Here are the top five ways to keep that from happening.

  1. Make sure you’re the only one on your personal injury award check.

Do not let your personal injury attorney cut a check to you and your wife. Only to you.

  1. Put your personal injury money in a separate account only you can access.

Yes, I know, this seems odd, what being married and all, but it’s really, really important. If you put this money in a joint account, the money becomes comingled. Then, when it comes time to divorce and you try to convince a judge that money is yours and yours alone, you’re going to be sorely disappointed.

(Note: most of the time I tell people to put personal injury awards in an investment account or a bank account in an institution completely different than any your spouse has ever used. Be safe.)

  1. Don’t use the money on family stuff.

If you use your money on trips to Disneyland or family cars, there is an argument the money has become marital. Now, if you have the money in a separate account, the money still in the account will probably stay non-marital, but, again, why take the chance?

  1. If you buy stuff with your personal injury award, make sure you’re the only one on the title.

Names on titles doesn’t usually mean much in Utah divorces.
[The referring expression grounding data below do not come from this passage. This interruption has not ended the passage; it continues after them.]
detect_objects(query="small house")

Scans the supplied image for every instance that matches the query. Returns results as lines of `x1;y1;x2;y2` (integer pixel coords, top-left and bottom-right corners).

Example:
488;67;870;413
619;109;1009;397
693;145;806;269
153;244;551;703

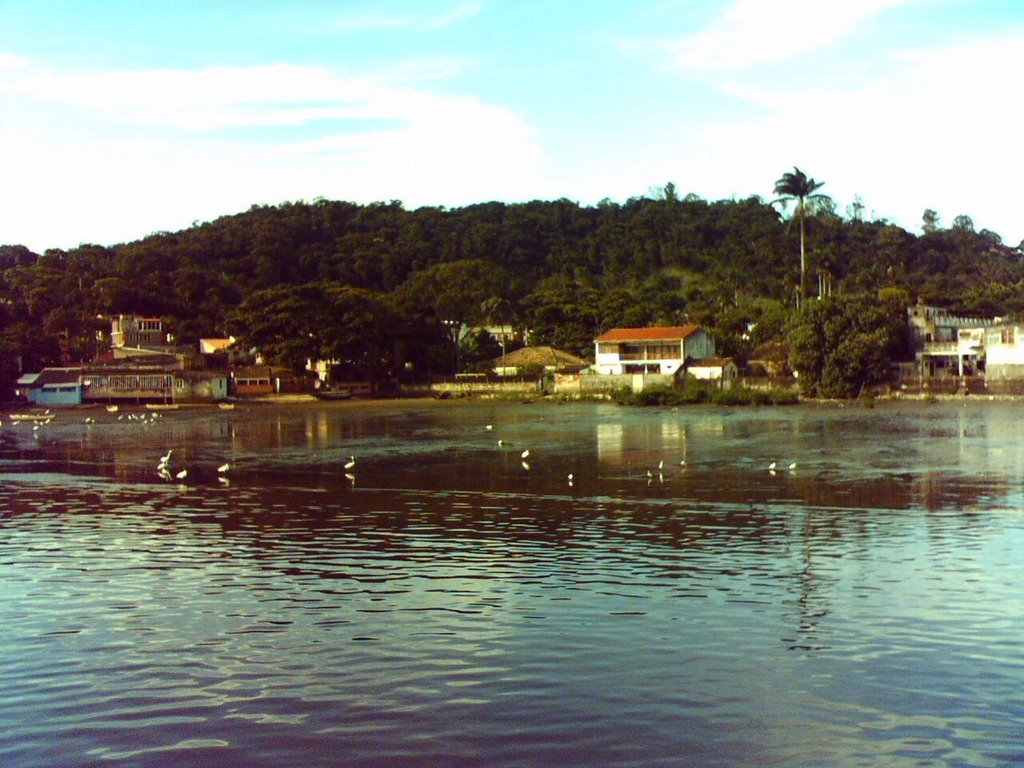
686;357;739;383
492;346;588;376
173;371;230;401
231;366;275;396
985;322;1024;380
27;368;84;406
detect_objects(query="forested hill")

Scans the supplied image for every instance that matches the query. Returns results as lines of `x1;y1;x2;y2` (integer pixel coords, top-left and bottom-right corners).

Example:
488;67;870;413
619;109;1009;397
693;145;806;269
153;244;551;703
2;191;1024;388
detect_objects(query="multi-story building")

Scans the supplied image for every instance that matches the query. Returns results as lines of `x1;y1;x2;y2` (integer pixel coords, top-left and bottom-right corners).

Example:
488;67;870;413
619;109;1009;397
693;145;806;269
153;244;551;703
907;305;996;377
110;315;168;349
593;326;716;375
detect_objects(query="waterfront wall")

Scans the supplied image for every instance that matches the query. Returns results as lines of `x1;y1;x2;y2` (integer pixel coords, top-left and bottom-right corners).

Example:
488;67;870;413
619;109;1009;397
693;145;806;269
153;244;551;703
553;372;675;394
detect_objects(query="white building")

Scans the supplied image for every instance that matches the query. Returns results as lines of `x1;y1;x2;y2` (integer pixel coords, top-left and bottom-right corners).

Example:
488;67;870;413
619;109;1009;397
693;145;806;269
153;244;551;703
907;305;995;377
593;326;715;375
984;323;1024;380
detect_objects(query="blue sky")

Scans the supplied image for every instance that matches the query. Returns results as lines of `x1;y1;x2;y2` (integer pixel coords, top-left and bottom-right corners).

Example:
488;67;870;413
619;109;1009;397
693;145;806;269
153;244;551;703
2;0;1023;252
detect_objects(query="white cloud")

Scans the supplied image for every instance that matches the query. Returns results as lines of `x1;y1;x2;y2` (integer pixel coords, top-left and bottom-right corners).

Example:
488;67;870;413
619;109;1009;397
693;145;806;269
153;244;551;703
2;63;375;129
0;57;545;250
0;51;27;71
681;29;1024;242
658;0;915;73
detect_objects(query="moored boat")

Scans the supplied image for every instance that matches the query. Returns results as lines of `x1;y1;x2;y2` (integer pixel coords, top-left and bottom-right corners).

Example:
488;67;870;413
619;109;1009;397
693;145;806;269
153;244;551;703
313;388;352;401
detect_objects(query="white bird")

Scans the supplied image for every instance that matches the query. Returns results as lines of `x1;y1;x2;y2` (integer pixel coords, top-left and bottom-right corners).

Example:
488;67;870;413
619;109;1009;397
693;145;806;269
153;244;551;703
658;460;664;470
788;462;797;471
521;461;531;471
679;459;687;467
485;424;493;430
175;469;188;480
344;456;356;470
218;476;230;486
521;449;530;459
217;463;230;473
498;439;505;446
768;462;777;471
160;449;173;464
568;473;574;481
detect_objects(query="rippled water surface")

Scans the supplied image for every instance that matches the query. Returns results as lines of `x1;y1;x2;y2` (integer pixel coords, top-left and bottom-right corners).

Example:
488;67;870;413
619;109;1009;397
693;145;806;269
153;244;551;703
2;400;1024;767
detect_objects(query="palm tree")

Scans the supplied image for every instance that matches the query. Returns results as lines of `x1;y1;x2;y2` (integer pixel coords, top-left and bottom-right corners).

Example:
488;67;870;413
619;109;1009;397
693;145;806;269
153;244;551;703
773;167;829;304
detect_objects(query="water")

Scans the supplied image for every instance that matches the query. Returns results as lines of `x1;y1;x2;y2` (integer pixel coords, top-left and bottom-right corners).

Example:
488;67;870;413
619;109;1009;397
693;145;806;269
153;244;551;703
2;400;1024;767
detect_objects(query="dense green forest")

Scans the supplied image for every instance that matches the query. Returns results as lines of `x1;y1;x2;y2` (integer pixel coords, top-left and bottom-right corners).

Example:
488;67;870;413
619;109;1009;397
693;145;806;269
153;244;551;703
3;183;1024;398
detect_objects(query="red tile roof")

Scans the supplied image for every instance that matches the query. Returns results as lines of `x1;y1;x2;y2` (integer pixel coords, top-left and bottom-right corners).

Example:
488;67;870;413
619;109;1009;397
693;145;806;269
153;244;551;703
595;325;701;343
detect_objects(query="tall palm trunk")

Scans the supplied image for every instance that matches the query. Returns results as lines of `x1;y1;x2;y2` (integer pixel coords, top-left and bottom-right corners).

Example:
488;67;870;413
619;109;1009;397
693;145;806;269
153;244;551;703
799;214;806;303
773;167;827;309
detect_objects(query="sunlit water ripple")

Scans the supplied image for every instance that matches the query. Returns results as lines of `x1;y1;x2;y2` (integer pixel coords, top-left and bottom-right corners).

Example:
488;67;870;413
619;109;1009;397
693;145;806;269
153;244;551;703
1;401;1024;767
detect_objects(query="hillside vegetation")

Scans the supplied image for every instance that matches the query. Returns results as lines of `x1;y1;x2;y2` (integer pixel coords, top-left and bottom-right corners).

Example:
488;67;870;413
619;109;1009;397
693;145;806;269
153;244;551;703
2;187;1023;397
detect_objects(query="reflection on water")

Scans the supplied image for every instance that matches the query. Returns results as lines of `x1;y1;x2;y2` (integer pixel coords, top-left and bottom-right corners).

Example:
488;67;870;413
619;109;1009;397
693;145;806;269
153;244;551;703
2;401;1024;767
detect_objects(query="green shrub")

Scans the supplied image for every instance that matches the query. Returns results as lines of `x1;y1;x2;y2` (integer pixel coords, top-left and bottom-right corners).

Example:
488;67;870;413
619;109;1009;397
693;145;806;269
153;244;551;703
611;384;707;406
711;386;800;406
613;383;799;407
712;387;755;406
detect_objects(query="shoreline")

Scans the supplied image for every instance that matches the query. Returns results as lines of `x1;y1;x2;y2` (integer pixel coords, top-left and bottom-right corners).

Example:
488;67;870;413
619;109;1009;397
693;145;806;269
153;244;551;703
3;388;1018;414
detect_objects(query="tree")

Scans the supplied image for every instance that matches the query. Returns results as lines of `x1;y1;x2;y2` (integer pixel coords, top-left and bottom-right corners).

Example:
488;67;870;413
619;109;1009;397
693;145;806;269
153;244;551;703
846;195;865;222
523;275;602;355
228;283;408;378
773;167;830;303
229;284;326;372
788;293;907;398
480;296;516;368
922;208;940;234
952;214;975;232
394;259;511;373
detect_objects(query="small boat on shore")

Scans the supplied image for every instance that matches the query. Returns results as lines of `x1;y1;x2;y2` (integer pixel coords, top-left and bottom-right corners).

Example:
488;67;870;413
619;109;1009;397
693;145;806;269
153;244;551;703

The one serious exception is when something is purchased with non-marital money and the spouse is not on the title. So, if you buy a rental property with your money, don’t put your spouse on the title or mortgage, and keep the rental income segregated (segregate everything), then it’s very unlikely a judge will see that rental property as martial property.

  1. Hire a good divorce attorney.

I’ve seen cases involving personal injury money that should never have been shared in the divorce. The reason it was shared: the attorney didn’t know any better and let the client cave when the spouse got aggressive and said he or she would come after the award. A knowledgeable attorney will know how to handle that situation.